Members of the White Rock Valley Neighborhood Association were geared up last night to fight Richardson ISD’s plans to build a new school at White Rock Trail and Walnut Hill. A few – with widespread support – had crafted a resolution at their November 14th meeting to formally oppose the school and the group was to finalize the vote Monday night. Before the meeting, though, the district threw them a curveball. They gave in.
RISD spokesman Tim Clark messaged WRVNA President Richard Duge:
“Dr. Stone announced at the November 7 Board meeting that the district is no longer pursuing the White Rock Trail site as an option to address enrollment growth at White Rock Trail Elementary, and planning related to a new school at the property was suspended indefinitely the first week of November.”
You may read RISD’s full statement, also posted to RISD.org, here.
“Trust is a big issue and it probably has been for a long time,” Duge told the assembled crowd. “Before our vote, I expressed that to [Interim Superintendent] Dr. Stone and I asked her to prepare a statement clarifying the district’s position.”
“This decision,” RISD’s statement went on, “was made so productive discussions with the White Rock Elementary community, led by the new growth/planning consultants (Stantec), could occur without the property being a divisive factor.”
“We’ve spent a lot of time criticizing RISD for lack of transparency and trust,” continued Duge, encouraging WRVNA members to keep the lines of communication open with the school district open as it works to determine what comes next for the White Rock Trail property and how best to handle enrollment growth in White Rock and across LH. “Repairing it will take time.”

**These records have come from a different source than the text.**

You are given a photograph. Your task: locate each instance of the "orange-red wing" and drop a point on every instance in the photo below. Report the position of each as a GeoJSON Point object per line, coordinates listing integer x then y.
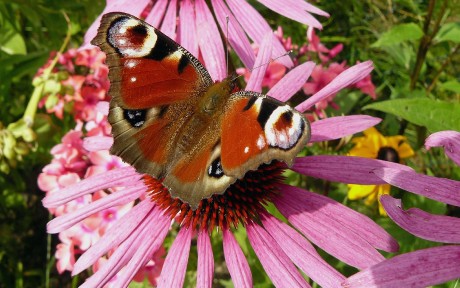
{"type": "Point", "coordinates": [242, 136]}
{"type": "Point", "coordinates": [257, 129]}
{"type": "Point", "coordinates": [146, 67]}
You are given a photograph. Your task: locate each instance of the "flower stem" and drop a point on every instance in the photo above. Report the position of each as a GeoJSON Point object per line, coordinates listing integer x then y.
{"type": "Point", "coordinates": [426, 40]}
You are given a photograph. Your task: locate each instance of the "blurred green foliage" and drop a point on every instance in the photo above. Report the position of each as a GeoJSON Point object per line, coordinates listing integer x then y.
{"type": "Point", "coordinates": [414, 46]}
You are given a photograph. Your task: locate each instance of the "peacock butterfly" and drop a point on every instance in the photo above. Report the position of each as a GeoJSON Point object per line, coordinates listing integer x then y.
{"type": "Point", "coordinates": [171, 121]}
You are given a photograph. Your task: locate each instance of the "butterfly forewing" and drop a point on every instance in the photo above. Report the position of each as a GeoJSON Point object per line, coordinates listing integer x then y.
{"type": "Point", "coordinates": [155, 84]}
{"type": "Point", "coordinates": [258, 129]}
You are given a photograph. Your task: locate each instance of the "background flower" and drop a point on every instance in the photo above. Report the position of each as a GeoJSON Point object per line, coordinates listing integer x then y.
{"type": "Point", "coordinates": [375, 145]}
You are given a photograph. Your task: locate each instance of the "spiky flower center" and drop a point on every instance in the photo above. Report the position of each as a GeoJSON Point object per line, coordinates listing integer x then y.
{"type": "Point", "coordinates": [240, 203]}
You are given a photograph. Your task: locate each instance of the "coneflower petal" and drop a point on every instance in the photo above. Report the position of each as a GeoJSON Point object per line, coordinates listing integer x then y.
{"type": "Point", "coordinates": [437, 228]}
{"type": "Point", "coordinates": [276, 263]}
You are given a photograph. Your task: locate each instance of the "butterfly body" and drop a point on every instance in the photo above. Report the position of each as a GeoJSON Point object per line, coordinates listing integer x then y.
{"type": "Point", "coordinates": [171, 121]}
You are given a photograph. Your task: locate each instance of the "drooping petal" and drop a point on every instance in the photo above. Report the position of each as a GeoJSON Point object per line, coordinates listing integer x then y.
{"type": "Point", "coordinates": [187, 24]}
{"type": "Point", "coordinates": [449, 140]}
{"type": "Point", "coordinates": [308, 7]}
{"type": "Point", "coordinates": [421, 268]}
{"type": "Point", "coordinates": [343, 80]}
{"type": "Point", "coordinates": [97, 143]}
{"type": "Point", "coordinates": [169, 21]}
{"type": "Point", "coordinates": [156, 14]}
{"type": "Point", "coordinates": [236, 36]}
{"type": "Point", "coordinates": [291, 82]}
{"type": "Point", "coordinates": [210, 42]}
{"type": "Point", "coordinates": [127, 6]}
{"type": "Point", "coordinates": [345, 169]}
{"type": "Point", "coordinates": [116, 234]}
{"type": "Point", "coordinates": [173, 272]}
{"type": "Point", "coordinates": [117, 177]}
{"type": "Point", "coordinates": [292, 11]}
{"type": "Point", "coordinates": [151, 230]}
{"type": "Point", "coordinates": [236, 261]}
{"type": "Point", "coordinates": [205, 269]}
{"type": "Point", "coordinates": [147, 248]}
{"type": "Point", "coordinates": [340, 126]}
{"type": "Point", "coordinates": [302, 253]}
{"type": "Point", "coordinates": [437, 228]}
{"type": "Point", "coordinates": [256, 27]}
{"type": "Point", "coordinates": [334, 227]}
{"type": "Point", "coordinates": [440, 189]}
{"type": "Point", "coordinates": [67, 220]}
{"type": "Point", "coordinates": [279, 268]}
{"type": "Point", "coordinates": [257, 75]}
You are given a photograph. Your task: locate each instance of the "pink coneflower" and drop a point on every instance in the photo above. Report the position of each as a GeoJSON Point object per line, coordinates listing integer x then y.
{"type": "Point", "coordinates": [428, 266]}
{"type": "Point", "coordinates": [347, 235]}
{"type": "Point", "coordinates": [195, 29]}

In light of the change by the district, the motion was amended to oppose altering or terminating deed restrictions on the property instead of simply opposing a school there. Joyce Butler and her now-deceased husband, Norm, went door-to-door with other neighbors in 1978 lobbying for the deed restrictions to promote land uses favorable to the neighborhood.

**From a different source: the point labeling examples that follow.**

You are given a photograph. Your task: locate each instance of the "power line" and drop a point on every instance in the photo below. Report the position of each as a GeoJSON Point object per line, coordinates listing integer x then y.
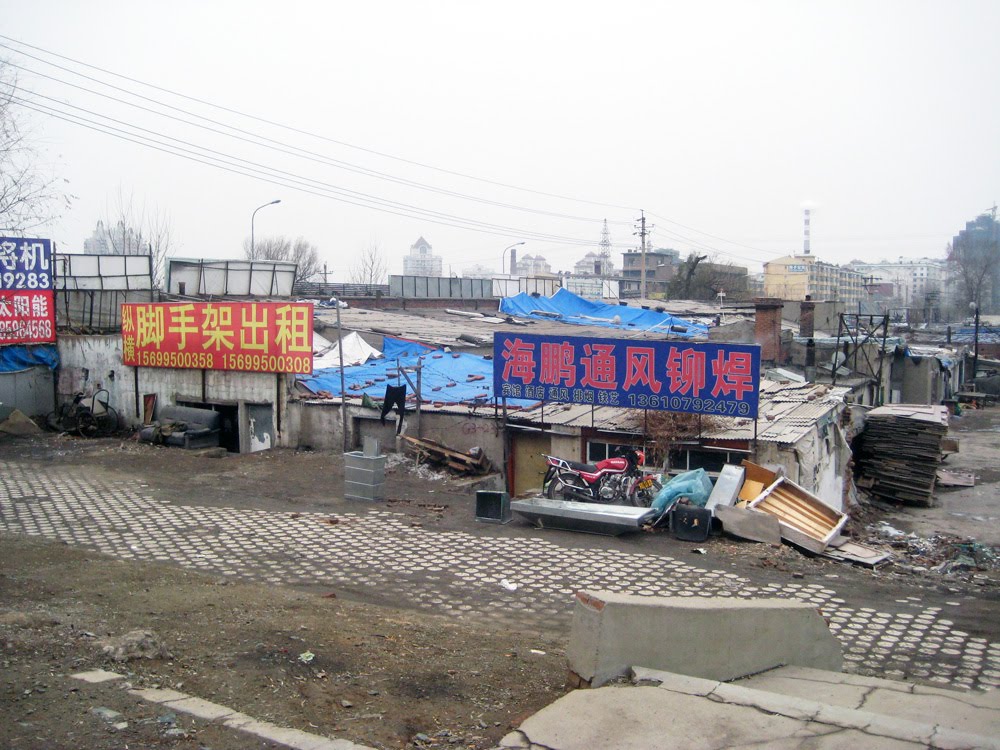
{"type": "Point", "coordinates": [267, 174]}
{"type": "Point", "coordinates": [259, 168]}
{"type": "Point", "coordinates": [291, 150]}
{"type": "Point", "coordinates": [281, 125]}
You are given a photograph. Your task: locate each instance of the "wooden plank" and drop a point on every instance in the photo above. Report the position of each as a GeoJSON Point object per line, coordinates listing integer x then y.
{"type": "Point", "coordinates": [808, 508]}
{"type": "Point", "coordinates": [793, 519]}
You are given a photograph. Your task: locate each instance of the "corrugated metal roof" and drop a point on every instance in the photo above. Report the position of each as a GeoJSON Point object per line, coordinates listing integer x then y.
{"type": "Point", "coordinates": [786, 413]}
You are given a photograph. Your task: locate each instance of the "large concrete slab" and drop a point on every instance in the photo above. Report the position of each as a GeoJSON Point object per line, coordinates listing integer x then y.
{"type": "Point", "coordinates": [592, 518]}
{"type": "Point", "coordinates": [714, 638]}
{"type": "Point", "coordinates": [673, 710]}
{"type": "Point", "coordinates": [978, 713]}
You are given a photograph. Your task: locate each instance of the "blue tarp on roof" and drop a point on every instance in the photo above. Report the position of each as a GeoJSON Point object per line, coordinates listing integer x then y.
{"type": "Point", "coordinates": [447, 377]}
{"type": "Point", "coordinates": [15, 358]}
{"type": "Point", "coordinates": [987, 335]}
{"type": "Point", "coordinates": [566, 307]}
{"type": "Point", "coordinates": [392, 348]}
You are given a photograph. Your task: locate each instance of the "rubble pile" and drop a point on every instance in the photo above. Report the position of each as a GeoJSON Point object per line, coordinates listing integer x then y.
{"type": "Point", "coordinates": [900, 450]}
{"type": "Point", "coordinates": [938, 553]}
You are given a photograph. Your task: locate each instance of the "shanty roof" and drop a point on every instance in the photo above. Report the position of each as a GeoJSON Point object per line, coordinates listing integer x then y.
{"type": "Point", "coordinates": [786, 413]}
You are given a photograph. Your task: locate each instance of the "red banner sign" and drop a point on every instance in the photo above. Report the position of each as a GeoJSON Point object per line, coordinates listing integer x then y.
{"type": "Point", "coordinates": [248, 336]}
{"type": "Point", "coordinates": [27, 317]}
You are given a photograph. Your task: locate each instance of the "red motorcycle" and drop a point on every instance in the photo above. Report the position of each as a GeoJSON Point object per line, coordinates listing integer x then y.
{"type": "Point", "coordinates": [615, 481]}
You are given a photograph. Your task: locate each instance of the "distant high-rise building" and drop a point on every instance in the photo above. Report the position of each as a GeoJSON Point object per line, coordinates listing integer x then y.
{"type": "Point", "coordinates": [421, 261]}
{"type": "Point", "coordinates": [97, 243]}
{"type": "Point", "coordinates": [116, 240]}
{"type": "Point", "coordinates": [911, 278]}
{"type": "Point", "coordinates": [594, 264]}
{"type": "Point", "coordinates": [533, 265]}
{"type": "Point", "coordinates": [661, 265]}
{"type": "Point", "coordinates": [478, 271]}
{"type": "Point", "coordinates": [794, 276]}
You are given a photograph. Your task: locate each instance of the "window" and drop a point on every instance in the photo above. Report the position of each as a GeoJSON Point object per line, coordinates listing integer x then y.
{"type": "Point", "coordinates": [684, 459]}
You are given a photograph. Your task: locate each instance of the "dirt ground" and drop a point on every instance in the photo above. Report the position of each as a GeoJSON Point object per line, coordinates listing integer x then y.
{"type": "Point", "coordinates": [381, 676]}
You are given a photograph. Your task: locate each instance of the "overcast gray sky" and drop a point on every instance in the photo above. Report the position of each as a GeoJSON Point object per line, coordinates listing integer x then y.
{"type": "Point", "coordinates": [719, 119]}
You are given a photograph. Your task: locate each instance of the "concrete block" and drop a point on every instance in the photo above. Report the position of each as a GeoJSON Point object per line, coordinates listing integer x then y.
{"type": "Point", "coordinates": [158, 695]}
{"type": "Point", "coordinates": [750, 524]}
{"type": "Point", "coordinates": [201, 708]}
{"type": "Point", "coordinates": [95, 676]}
{"type": "Point", "coordinates": [716, 639]}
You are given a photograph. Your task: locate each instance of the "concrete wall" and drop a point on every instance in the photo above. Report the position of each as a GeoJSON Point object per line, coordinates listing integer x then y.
{"type": "Point", "coordinates": [92, 363]}
{"type": "Point", "coordinates": [717, 639]}
{"type": "Point", "coordinates": [571, 447]}
{"type": "Point", "coordinates": [826, 315]}
{"type": "Point", "coordinates": [818, 462]}
{"type": "Point", "coordinates": [30, 391]}
{"type": "Point", "coordinates": [318, 425]}
{"type": "Point", "coordinates": [737, 332]}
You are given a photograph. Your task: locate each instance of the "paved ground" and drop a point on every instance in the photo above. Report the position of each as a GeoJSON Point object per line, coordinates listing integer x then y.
{"type": "Point", "coordinates": [524, 579]}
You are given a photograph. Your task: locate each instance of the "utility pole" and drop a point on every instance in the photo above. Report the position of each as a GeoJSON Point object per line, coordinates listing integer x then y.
{"type": "Point", "coordinates": [642, 237]}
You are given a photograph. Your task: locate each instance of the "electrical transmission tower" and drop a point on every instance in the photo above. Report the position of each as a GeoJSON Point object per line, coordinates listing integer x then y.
{"type": "Point", "coordinates": [642, 234]}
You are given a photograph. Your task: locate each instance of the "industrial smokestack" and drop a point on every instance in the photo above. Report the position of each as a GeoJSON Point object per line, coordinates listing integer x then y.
{"type": "Point", "coordinates": [805, 234]}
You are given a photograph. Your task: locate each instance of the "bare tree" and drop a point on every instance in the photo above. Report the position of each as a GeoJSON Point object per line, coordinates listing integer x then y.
{"type": "Point", "coordinates": [975, 260]}
{"type": "Point", "coordinates": [28, 197]}
{"type": "Point", "coordinates": [301, 251]}
{"type": "Point", "coordinates": [131, 229]}
{"type": "Point", "coordinates": [371, 267]}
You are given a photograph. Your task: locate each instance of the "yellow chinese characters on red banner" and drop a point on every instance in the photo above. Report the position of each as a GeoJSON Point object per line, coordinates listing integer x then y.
{"type": "Point", "coordinates": [248, 336]}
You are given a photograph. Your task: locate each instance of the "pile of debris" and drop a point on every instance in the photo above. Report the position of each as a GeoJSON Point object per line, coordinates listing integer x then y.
{"type": "Point", "coordinates": [938, 553]}
{"type": "Point", "coordinates": [473, 463]}
{"type": "Point", "coordinates": [900, 450]}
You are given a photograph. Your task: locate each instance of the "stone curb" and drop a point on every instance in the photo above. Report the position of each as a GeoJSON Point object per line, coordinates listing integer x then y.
{"type": "Point", "coordinates": [213, 712]}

Speakers rose on both sides of the issue to plead their case and enjoyed polite attention and applause, but when Butler herself stood to speak, no one moved.
“One of the reasons they put the restrictions on that property, as well as I can recall because I was mostly washing dishes,” Butler joked, “was to make sure there was low traffic and low occupancy. Everybody in the development business wanted to see apartments on that land and where Hollywood Door is and where the Alzheimer’s unit is.”
“The neighborhood association is who put the deed restrictions on here in the first place,” Butler continued, “and it is absolutely the appropriate organization to take a stand for how this neighborhood is going to look. Something that is humorous to me, is that when my daughter, who was born in 1977, went here, they almost closed this school due to lack of enrollment. Demographics change. It may be a flood [of students] now, but ten years from now, things may change. There’s no doubt in my mind that RISD can produce an excellent new school, but they need to present it in an excellent location. I don’t think the district needs another school that no homeowner will go to.”
“I’m really glad we’re focused now on enforcing the deed restrictions that were put in place in 1978,” said Adam Chabira. “Whatever ends up at this location we’ll probably have to live with for 50 years. It’s really easy, for those of us with school-aged kids, to be passionate about our kids, but what gets built there will be there way beyond when they’re done with elementary school.”
The motion, intended to send a signal to RISD and the City of Dallas, passed 178 to 17.